Piénsese, en cambio, en todos los inconvenientes de esta clase de medidas. Para empezar, no se incluye en principio, a los contactos estrechos con los contagiados, que deberían aislarse también. ¿Ampliamos a ellos la medida? Pues incrementamos la dificultad del control, obviamente. De otro lado, si metemos a la policía en la ecuación, estaremos cambiando las variables de una manera particularmente peligrosa. De repente, quien revelara nombres al rastreador asignado pasaría a convertirse en un delator en muchos imaginarios. ¿De verdad creemos que esto ayudará a identificar los contactos? Yo soy muy pesimista. Y, por fin, permítanme un momento de pragmatismo: ¿no sucederá más de una vez que algún contagiado particularmente avieso aproveche la coyuntura para facilitar los nombres de todos aquellos por los que siente particular ojeriza, causándoles los perjuicios correspondientes a lo que no dejaría de ser algo bastante similar a un arresto domiciliario?
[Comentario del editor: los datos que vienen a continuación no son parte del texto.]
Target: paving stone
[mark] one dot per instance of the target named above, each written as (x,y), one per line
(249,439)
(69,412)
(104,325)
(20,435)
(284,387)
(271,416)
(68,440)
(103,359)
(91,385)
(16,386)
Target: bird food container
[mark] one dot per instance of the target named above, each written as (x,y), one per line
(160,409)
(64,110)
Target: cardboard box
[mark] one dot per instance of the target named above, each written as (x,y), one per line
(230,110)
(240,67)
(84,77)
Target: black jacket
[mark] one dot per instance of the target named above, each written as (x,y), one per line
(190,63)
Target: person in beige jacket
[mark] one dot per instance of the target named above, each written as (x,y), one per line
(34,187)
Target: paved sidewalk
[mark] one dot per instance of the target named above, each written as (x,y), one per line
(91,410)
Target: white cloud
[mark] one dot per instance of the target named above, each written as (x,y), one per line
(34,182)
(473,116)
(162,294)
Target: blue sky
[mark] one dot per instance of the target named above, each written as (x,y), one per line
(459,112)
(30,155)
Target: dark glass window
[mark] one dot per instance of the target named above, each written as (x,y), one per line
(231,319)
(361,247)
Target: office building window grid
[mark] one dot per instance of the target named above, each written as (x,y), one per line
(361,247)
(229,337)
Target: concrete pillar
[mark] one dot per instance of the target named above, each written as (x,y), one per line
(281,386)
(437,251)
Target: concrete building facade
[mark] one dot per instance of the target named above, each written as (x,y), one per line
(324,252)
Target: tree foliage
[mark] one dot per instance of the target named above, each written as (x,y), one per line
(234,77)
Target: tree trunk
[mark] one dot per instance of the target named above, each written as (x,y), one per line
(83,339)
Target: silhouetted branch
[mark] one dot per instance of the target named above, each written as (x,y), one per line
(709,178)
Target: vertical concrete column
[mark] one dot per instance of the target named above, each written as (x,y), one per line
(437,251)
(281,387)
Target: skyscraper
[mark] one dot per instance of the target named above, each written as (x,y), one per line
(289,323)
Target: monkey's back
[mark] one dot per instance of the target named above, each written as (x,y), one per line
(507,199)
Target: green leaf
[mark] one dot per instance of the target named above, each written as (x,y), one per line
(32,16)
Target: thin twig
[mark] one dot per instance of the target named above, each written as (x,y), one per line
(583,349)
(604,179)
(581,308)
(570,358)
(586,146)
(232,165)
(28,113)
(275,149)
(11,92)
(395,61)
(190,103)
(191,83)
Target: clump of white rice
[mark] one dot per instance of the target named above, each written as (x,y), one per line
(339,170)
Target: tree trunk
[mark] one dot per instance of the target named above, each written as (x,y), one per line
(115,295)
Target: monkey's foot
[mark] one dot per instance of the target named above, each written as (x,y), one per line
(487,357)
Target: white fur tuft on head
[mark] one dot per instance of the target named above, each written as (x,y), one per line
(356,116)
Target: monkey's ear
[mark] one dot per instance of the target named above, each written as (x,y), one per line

El control policial, en suma, podría ser útil en pueblos pequeños, o en ciudades con pocos contagios, difícilmente funcionaría en una gran ciudad con muchos casos de infectados. Uno podría pensar en la geolocalización como alternativa, claro. El problema, más allá de lo que atañe a la intimidad, es que el que necesita de verdad salir siempre tiene a su alcance un recurso tan sencillo como dejar el móvil en casa.
¿Y ahora qué hacemos? Alternativas razonables
La alternativa más lógica al control y la vigilancia es obviamente el estímulo positivo, el incentivo a los comportamientos responsables. Esto, por desgracia, tampoco es sencillo. Una forma de mejorar la situación sería conceder permisos retribuidos a todos los que deberían permanecer aislados. No parece que podamos permitírnoslo desde un punto de vista económico. Sería, además, extremadamente complejo de ofrecer a quienes trabajan sin contratos o cuyos ingresos fueran, en gran medida, opacos.
¿No hay, entonces, nada que hacer? No quisiera ser tan pesimista. En mi opinión, sí que es posible afrontar las cosas de otro modo. Veo dos alternativas, en realidad. Una es esforzarse al máximo por reducir la incidencia de la patología para que cuando surjan brotes nuevos podamos controlar adecuadamente a los pocos infectados y sus contactos. Claro que para eso hace falta derrotar al virus, lo que aquí nunca hemos conseguido del todo. La otra fórmula consiste en cambiar de visión: dar por sentado que seremos incapaces de conseguir evitar que haya transmisión del virus y tomar las medidas oportunas para que sus portadores no puedan acceder los lugares en los que es más probable que causen contagios masivos. Se trataría, en suma, de complementar la estrategia clásica con otra focalizada en la construcción de espacios seguros. Hace muy poco tuve ocasión de exponer esta propuesta en la TEDx de Vitoria-Gasteiz 2020. Ojalá que tenga un sentido.